Issa Opens Secret Wiretap Applications to Member Review
Updated: 4:07 p.m.
House Oversight and Government Reform Chairman Darrell Issa (R-Calif.) invited members of both parties to review secret wiretap applications that have become a point of debate in the “Fast and Furious” gun-walking probe.
Issa and other key Republicans have asserted the wiretap applications, which were approved by senior Justice Department officials in Washington, D.C., include detailed descriptions of the tactics at the heart of the Fast and Furious scandal.
Attorney General Eric Holder and Rep. Elijah Cummings (D-Md.), ranking member on the Oversight panel, have disagreed with Issa’s characterizations and said the applications were reviewed narrowly for whether probable cause was present.
The issue is important because the Justice Department has conceded the tactics were used in Fast and Furious, a botched gun-smuggling investigation, but denied that senior Justice officials knew they were being used.
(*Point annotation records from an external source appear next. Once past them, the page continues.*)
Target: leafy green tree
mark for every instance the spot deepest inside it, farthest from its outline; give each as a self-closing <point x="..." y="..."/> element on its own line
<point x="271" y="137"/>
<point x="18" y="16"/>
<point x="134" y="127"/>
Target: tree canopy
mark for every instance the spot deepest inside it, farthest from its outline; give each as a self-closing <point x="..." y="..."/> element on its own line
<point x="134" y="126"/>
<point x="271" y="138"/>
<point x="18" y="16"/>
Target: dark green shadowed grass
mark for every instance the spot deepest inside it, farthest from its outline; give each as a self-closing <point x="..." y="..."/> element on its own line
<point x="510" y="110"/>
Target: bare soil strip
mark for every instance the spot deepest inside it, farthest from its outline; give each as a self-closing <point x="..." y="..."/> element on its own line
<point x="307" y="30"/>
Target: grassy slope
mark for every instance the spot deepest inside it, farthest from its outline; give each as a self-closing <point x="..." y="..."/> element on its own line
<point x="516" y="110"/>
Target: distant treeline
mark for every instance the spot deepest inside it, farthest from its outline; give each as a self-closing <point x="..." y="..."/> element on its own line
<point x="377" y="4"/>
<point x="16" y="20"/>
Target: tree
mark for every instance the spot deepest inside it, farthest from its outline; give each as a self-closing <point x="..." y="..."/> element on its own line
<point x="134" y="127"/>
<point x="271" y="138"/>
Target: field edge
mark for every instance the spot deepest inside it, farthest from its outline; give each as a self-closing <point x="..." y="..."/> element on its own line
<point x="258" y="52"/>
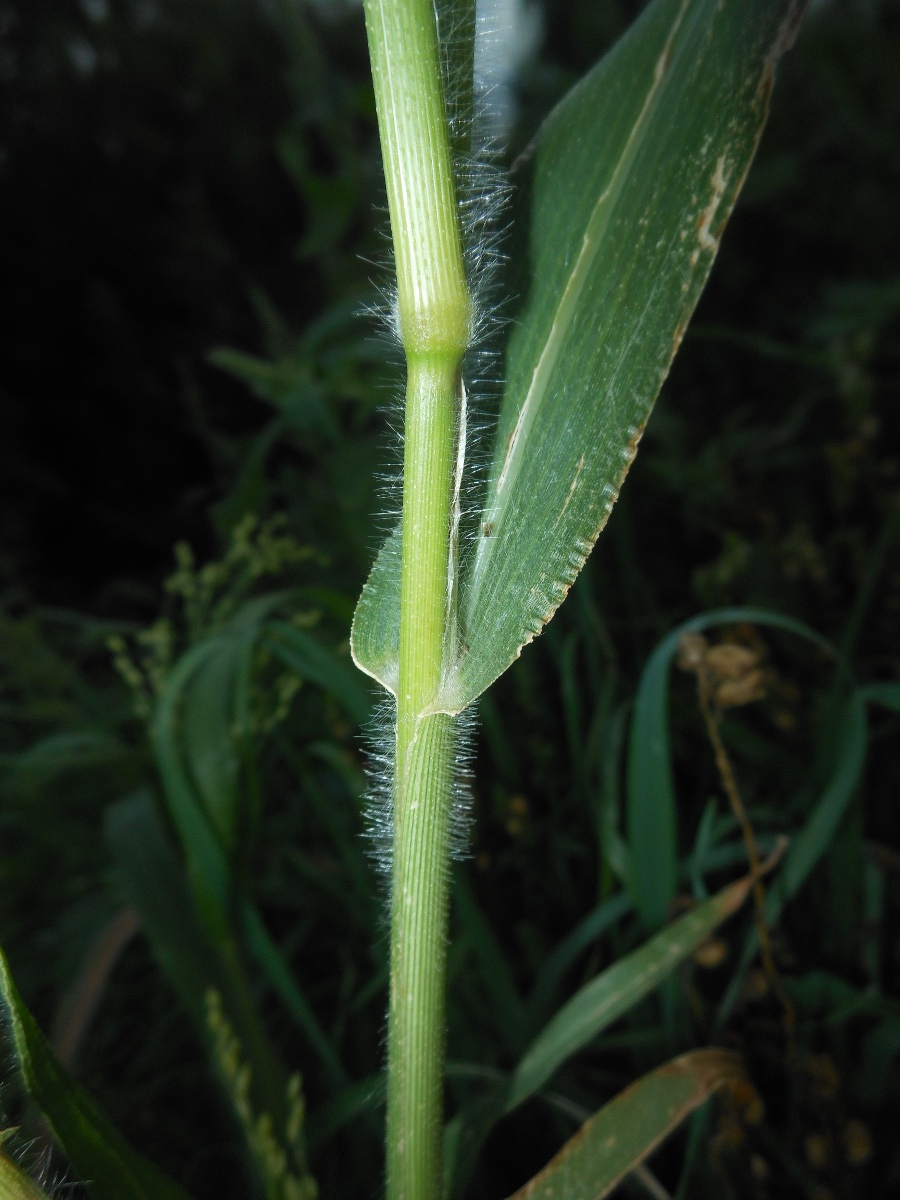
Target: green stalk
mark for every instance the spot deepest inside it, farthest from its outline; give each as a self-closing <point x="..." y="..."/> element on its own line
<point x="433" y="310"/>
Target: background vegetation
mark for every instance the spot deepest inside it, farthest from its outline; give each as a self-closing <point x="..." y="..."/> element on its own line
<point x="186" y="197"/>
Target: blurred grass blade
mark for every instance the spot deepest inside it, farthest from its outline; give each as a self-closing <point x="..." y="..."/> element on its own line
<point x="207" y="862"/>
<point x="634" y="177"/>
<point x="885" y="694"/>
<point x="809" y="845"/>
<point x="155" y="883"/>
<point x="629" y="1128"/>
<point x="271" y="960"/>
<point x="613" y="993"/>
<point x="588" y="930"/>
<point x="15" y="1185"/>
<point x="305" y="654"/>
<point x="493" y="969"/>
<point x="97" y="1151"/>
<point x="651" y="798"/>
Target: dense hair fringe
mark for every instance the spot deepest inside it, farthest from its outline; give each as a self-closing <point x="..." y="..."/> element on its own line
<point x="379" y="738"/>
<point x="483" y="196"/>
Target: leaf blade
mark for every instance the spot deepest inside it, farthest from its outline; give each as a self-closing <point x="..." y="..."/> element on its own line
<point x="628" y="1129"/>
<point x="677" y="109"/>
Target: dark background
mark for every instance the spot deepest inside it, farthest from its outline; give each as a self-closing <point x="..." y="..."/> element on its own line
<point x="191" y="227"/>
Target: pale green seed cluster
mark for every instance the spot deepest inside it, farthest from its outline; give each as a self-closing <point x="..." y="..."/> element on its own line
<point x="274" y="1157"/>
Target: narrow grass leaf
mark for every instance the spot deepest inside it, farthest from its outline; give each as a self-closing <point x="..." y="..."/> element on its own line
<point x="97" y="1151"/>
<point x="613" y="993"/>
<point x="629" y="1128"/>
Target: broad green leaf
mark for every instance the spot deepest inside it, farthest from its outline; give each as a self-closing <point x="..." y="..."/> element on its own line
<point x="97" y="1151"/>
<point x="613" y="993"/>
<point x="634" y="177"/>
<point x="651" y="799"/>
<point x="629" y="1128"/>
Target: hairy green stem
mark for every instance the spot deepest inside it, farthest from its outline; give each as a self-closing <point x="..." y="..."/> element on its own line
<point x="433" y="311"/>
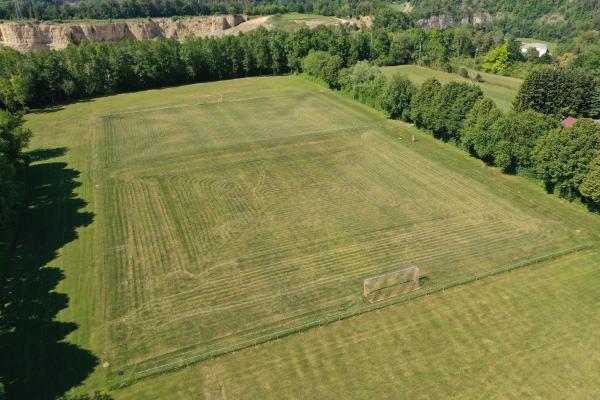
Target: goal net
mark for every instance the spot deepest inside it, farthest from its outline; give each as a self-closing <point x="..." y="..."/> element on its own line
<point x="386" y="286"/>
<point x="210" y="98"/>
Missing from the public debate has been the wiretap applications themselves, which are under court seal. Issa obtained the documents despite the seal.
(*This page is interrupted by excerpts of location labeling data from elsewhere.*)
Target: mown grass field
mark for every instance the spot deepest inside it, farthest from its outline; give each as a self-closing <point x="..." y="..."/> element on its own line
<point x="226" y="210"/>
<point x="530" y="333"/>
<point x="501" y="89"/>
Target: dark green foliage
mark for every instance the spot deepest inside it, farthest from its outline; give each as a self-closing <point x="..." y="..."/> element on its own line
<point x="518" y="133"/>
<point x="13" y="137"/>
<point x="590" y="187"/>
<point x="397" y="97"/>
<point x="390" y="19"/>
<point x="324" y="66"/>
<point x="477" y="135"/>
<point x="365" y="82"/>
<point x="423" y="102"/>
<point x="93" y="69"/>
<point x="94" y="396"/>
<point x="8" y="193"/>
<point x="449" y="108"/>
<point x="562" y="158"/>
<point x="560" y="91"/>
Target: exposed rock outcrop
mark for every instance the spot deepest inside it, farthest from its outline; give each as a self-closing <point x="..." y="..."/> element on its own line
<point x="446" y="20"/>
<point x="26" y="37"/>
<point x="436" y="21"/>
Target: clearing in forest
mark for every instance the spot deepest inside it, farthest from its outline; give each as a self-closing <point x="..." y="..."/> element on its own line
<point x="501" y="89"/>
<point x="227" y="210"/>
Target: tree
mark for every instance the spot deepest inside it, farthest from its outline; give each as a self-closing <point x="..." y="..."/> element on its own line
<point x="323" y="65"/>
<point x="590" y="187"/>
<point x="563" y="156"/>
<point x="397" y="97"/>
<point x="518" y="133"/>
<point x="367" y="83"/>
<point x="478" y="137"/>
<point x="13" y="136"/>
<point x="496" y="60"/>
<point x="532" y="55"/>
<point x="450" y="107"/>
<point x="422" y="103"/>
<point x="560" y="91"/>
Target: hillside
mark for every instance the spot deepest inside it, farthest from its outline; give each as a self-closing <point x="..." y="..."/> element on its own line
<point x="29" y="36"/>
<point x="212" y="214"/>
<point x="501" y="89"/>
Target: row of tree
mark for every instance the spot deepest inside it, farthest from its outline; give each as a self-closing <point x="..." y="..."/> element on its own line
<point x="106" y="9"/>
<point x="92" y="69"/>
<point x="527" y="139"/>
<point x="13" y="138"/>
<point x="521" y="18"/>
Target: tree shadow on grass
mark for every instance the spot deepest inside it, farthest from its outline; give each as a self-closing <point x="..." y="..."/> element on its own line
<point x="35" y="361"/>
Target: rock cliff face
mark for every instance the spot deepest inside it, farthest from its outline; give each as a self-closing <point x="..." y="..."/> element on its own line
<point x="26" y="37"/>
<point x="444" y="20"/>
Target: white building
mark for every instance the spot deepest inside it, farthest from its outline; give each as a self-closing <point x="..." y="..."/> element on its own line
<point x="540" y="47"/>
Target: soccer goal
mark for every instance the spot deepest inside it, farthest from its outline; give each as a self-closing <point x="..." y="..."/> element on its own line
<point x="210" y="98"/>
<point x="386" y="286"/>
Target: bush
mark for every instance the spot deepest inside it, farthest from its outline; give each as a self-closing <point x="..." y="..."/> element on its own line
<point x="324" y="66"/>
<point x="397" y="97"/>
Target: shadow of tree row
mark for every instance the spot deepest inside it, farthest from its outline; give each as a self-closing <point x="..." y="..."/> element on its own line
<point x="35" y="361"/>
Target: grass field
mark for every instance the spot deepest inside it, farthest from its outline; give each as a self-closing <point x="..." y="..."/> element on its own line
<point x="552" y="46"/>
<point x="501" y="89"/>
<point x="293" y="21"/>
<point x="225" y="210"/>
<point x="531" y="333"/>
Issa plans to challenge Democrats on the Oversight panel on whether they have taken the opportunity to review them and, if they have, whether they agree with Holder and Cummings about the contents of the applications.
“Oversight Democrats who oppose contempt will be challenged on whether they have personally reviewed the contents of these wiretap applications. Those who review these documents, which were approved by senior officials, will be pressed on whether they agree the tactics described are objectionable or if they see no problems with what is described,” a GOP aide said.
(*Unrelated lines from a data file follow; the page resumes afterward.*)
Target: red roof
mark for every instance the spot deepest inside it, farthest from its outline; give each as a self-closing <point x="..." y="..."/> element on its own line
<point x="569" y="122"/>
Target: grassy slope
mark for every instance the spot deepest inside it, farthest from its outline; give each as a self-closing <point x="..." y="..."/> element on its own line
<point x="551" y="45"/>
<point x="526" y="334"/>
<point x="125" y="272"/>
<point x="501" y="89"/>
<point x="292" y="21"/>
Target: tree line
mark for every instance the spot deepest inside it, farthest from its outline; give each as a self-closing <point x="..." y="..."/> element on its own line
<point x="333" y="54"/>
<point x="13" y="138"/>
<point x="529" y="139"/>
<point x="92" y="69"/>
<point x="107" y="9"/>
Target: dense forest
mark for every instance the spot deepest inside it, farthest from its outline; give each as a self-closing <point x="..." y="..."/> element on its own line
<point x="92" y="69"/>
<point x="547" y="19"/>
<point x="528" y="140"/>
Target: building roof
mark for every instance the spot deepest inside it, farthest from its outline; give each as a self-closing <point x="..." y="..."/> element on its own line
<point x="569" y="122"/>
The move shows confidence by Issa that his characterizations of the applications are correct and could open fissures among Democrats if some of them agree the applications should have raised red flags to the senior officials who approved them.
Justice “has denied that senior officials were provided information about the tactics used in Operation Fast and Furious. The wiretap applications obtained by the Committee show statements made by senior Department officials regarding the wiretaps to be false and misleading,” said a Friday memo with the invitation to review the applications.
The memo stipulates that only Members of Congress are allowed to review the documents and that copies of the documents may not be removed.
With a committee vote on Holder’s contempt report still scheduled for Wednesday, Rep. Peter Welch (D-Vt.) hit back at Issa, saying the investigation has “crossed a line” into becoming a “political spectacle.”
“This kind of relentless drumbeat on the Republican side to make accusations without foundation really seems to be much more political than substantive,” Welch said, adding that he planned to review the wiretap applications.
Welch noted that guns also “walked” in Operation Wide Receiver, a smaller-scale operation conducted during President George W. Bush’s administration by the same ATF office in Phoenix that conducted Fast and Furious.
“If the committee was truly interested in accountability … since this started in the Bush administration, you’d be looking to find out what happened at the origin of this,” Welch said.
Although fierce in his denunciations of GOP tactics in their investigation, Welch was less adamant when defending the Justice Department’s legal authority to withhold documents under Congressional subpoena.
“The Congress can subpoena documents and does and should have liberal access to information. I strongly support the oversight ability of Congress. And in order to exercise that, we have to have access to a substantial range of documents. On the other hand, the oversight responsibility has to be done in a responsible way where it’s not just a fishing expedition,” Welch said.
Cummings issued a staff memo last week arguing that “holding the Attorney General in contempt of Congress for protecting these documents is an extreme and blatant abuse of the Congressional contempt power that undermines the credibility of the Committee.”
However, a report by the Congressional Research Service on Congressional oversight of the DOJ offers a broad view of Congress’ legal authority to demand internal documents.
The report says that from 1920 to 2007, Congress has “consistently sought and obtained” internal DOJ documents and successfully demanded information “from the Attorney General down to subordinate personnel,” adding that court precedents have affirmed broad Congressional investigative authority in nearly every instance, regardless of whether the documents relate to ongoing criminal investigations.
On Friday, Issa said he would delay contempt proceedings if Holder produced a key category of documents.
In a letter to Issa dated Monday, Holder proposed meeting with Issa at 11 a.m. today, saying that “we expect that this extraordinary accommodation will fully address the remaining concerns that you and House Leadership have identified in your written and oral communications to the Department over the last few weeks.” Holder also requested that the meeting include Senate Judiciary Chairman Patrick Leahy and Cummings, “in keeping with the protocols of this investigation,” and cited Issa’s “inclusion” of Senate Judiciary ranking member Chuck Grassley (R-Iowa) in the meeting.